National Review has an instructive piece on “West Virginia attorney general Patrick Morrisey’s recent lawsuits to join other states — and the heavily Democratic mass-tort plaintiffs’ bar — to recover money from pharmaceutical manufacturers and large pharmacy chains” for “public nuisance”, grounded in the opioid crisis.
Given some remarkable background CLW has learned about state attorney general involvement with the tort bar’s “climate nuisance” campaign — including, but not at all limited to, a former California Attorney General named Kamala Harris — this piece is particularly timely.
CLW excerpts the item at length, and recommends the entirety which is available here:
It seems that the mass-tort plaintiffs’ bar, who are primarily concerned about using state enforcement power for their own financial gain, seduced Morrisey and other state attorneys general with the siren song of huge financial settlements. The fact that Morrisey outsourced previous opioid-related, mass-tort lawsuits to Motley Rice, LLC, which is headquartered in South Carolina and is one of the largest and most infamous mass-tort plaintiffs’ firms in the country, shows this.
Elected state officials such as Morrisey often mistakenly think that, if the mass-tort plaintiffs’ firm succeeds, they will be able to successfully campaign on the monetary recovery and say that they “did something” for their constituents. The mass-tort plaintiff’s firms need a local or state government partner such as Morrisey so that they can sue companies or industries in behalf of an entire community while avoiding traditional class-action rules.
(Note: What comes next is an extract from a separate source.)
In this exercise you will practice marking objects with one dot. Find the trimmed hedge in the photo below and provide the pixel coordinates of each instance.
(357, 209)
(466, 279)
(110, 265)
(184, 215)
For the mass-tort plaintiffs’ firms, whether or not the targeted companies actually caused harm or are otherwise legally responsible is irrelevant. In fact, the more broadly they cast blame, the more the firms believe that they can get away with not having to prove specific allegations against specific actors.
Morrisey knows that over the decades the heavily Democratic mass-tort plaintiffs’ bar has tried to expand public nuisance and remove traditional property and causation requirements so that they could sue, without limitation, manufacturers and other companies for billions of dollars when someone intentionally misused one of their legally made and legally sold products. (Imagine suing Ford because someone used an F-150 to intentionally run over someone, or claiming that the exhaust from Ford’s vehicles allegedly contributed to global warming).[NB: It’s more absurd than that for the climate “public nuisance” claims, which don’t allege that the energy companies’ products were illegally used by customers, many of whom were the plaintiffs who, the theory goes, also “knew” they were causing catastrophic man-made global warming.]
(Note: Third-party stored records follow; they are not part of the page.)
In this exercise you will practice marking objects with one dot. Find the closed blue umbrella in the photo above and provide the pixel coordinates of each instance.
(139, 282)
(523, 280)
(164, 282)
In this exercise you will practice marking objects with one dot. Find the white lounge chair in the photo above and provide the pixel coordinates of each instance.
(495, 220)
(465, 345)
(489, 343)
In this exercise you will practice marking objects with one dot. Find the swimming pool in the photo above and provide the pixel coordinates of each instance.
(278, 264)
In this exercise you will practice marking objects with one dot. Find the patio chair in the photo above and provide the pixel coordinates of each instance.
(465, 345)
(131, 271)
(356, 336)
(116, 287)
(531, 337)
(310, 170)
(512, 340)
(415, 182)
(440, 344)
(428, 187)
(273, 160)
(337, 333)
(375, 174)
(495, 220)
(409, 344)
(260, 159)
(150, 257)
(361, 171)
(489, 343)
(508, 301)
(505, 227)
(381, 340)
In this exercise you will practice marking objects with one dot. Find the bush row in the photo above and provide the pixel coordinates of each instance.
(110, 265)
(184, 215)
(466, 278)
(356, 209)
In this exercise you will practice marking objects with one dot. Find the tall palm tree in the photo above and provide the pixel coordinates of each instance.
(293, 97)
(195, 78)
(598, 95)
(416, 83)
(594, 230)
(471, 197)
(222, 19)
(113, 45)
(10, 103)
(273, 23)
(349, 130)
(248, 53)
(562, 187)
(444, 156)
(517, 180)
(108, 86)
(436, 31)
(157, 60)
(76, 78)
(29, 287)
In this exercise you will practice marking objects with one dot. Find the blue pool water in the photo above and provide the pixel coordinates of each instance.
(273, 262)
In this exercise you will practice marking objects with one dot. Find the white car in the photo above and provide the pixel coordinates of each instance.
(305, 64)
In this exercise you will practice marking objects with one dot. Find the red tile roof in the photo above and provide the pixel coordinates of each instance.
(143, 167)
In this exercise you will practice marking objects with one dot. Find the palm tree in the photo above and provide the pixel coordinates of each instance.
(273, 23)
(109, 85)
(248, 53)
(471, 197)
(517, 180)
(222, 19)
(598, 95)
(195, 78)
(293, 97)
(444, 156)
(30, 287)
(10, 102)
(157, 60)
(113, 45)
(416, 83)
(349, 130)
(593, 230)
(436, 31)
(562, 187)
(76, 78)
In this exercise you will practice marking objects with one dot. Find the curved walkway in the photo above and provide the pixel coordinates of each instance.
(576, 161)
…They do this because they know they cannot win a traditional products liability or intentional torts case. They are, in essence, trying to “shake down” businesses that sold or sell legal products and broke no law for huge financial settlements.
… These public-nuisance lawsuit abuses were somewhat different in subject matter, but they all sought to create massive collective liability where none existed over a complex issue, even though there were no actual legal or factual grounds to sue the targeted companies or industries.
These legally erroneous public-nuisance lawsuits contravene traditional legal principles, rule of law, and separation of powers. If a state legislature or municipal city council wants to legislatively expand the definition of “public nuisance,” then they can put it to their voters and live with the legal and economic consequences. But legislation through litigation (“litigslation”) is an inappropriate use of the courts and civil-justice system to set public policy.